Sorry, but it never ceases to amaze me how completely dysfunctional our federal government can be. Washington can take the simplest concept and complicate it into oblivion.

Did you know the Federal Highway Trust Fund is going broke? Before the end of the current fiscal year on Sept. 30, it’ll go insolvent, barring some last-minute scramble this week before Congress goes on its well-deserved five-week break. Only in Washington can a fund — designed from its noble beginnings to be a pay-as-you-go depository — become insolvent. Like every other revenue stream, Congress has monkeyed with highway user fees and gas tax revenue to the point it needs to borrow more to prop up the account where those monies are deposited.

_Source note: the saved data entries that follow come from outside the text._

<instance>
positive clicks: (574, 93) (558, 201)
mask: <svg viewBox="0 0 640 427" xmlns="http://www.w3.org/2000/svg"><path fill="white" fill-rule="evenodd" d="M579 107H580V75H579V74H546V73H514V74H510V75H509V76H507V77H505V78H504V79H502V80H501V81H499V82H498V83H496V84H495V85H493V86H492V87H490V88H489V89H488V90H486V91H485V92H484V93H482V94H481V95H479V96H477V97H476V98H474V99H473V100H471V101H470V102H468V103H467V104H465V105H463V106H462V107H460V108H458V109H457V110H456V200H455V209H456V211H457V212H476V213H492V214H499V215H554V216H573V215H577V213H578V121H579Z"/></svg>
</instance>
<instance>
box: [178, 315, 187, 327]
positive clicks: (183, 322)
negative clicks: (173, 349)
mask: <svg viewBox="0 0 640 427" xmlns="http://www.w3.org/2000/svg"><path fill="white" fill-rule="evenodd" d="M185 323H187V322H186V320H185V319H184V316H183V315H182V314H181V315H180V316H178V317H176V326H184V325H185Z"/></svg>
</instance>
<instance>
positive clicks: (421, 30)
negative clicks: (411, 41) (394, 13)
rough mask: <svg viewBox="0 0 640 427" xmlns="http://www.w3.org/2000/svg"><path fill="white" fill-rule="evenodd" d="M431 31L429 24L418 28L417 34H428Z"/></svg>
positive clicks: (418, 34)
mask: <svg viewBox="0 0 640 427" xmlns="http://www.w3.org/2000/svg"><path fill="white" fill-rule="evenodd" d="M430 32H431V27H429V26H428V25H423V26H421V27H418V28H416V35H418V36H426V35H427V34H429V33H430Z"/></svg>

What happens if Congress doesn’t act this week? Well, the White House says up to 700,000 jobs may be threatened (though the Congressional Budget Office places it closer to 185,000). It could put the brakes on thousands of active highway projects, some here in Texas. Part of what moves America forward economically, it seems, is transportation construction.

The Federal Highway Act of 1956 established the Highway Trust Fund to pay for the interstate highway system. Construction of the interstate system was hitting a high gear; money was needed to pay for it. Prior to 1956, federal highway funding was taken from general revenue. A 3-cent federal gas tax existed prior to the Highway Trust Fund, but the 1956 law made this a dedicated revenue stream. It also hiked some user fees and established a few new ones, all dedicated to building highways.

As a safeguard, the federal gas tax (extending to all types of fuels) and user fees were set to expire every so often unless reauthorized by Congress. The first sunset window was 1972.

Simple, right? Let’s all pay a few pennies extra when pumping, dedicate it to building interstate highways and make sure it doesn’t get used for other things.

Oh, and let’s make sure Congress has to re-authorize the gas tax and user fees every so often, using catchy legislative titles that make for handy acronyms. For instance, the Surface Transportation Assistance Act (STAA) in 1982 raised the gas tax for the first time since 1959 — and broke off part of the revenue to establish the Mass Transit Account. (Read: Amtrak.)

The Omnibus Budget Reconciliation Act (OBRA) of 1990 hiked the federal gas tax by five cents to 14.1 cents. Half of the increase was dedicated to deficit reduction. And in 1993 another OBRA raised the federal gas tax yet another 4.3 cents, all dedicated to — guess what? — even more deficit reduction. That brought the federal gas tax to its current 18.4 cents.

By 1997, all federal gas tax revenues diverted to deficit reduction were returned to their original intent — the Highway Trust Fund.

Things changed with the mother of all acronyms. The Safe, Accountable, Flexible, Efficient Transportation Equity Act: A Legacy for Users (SAFETEA-LU) was the transportation blueprint model from 2005 to 2009. It changed the game in several ways. It guaranteed all states would receive at least 90.5 percent of the taxes they paid in, graduating to 92 percent. It guaranteed funding levels during its four-year authorization. Federal taxes and user fees bring in $38 million to $42 billion per year. SAFTEA-LU guaranteed $196 billion over four years for transportation funding. That’s almost $50 billion a year.

Whatever money was in the trust fund began to disappear in a hurry; by the time the new highway funding bill passed in 2012 (MAP-21, for those of you counting acronyms), the trust fund was destined for insolvency.

Now the bill for those political pluses enjoyed in 2005 is due. And with today’s political climate in Washington, there’s no solution in sight. What we want we don’t want to pay for. About one-third of Texas’ transportation funding comes from the Highway Trust Fund — just under $4 billion this year. If not replenished, Texas and every other state will face disaster.

Obviously, the Highway Trust Fund must get back to its roots and spend only what it brings in, moving away from debt financing: no guaranteed funding levels or return of taxes paid in.

Remarkably, since 1956 this fund has managed to somehow survive every bone-headed decision Congress hatched. But a trust fund only works when its revenue streams are strictly dedicated and its books balance each year. Now, with Congress divided over cutting the federal gas tax to next to nothing and turning over the fiscal burden to cash-strapped states, trouble is in the air. I do have an acronym ready, though it might not be publishable.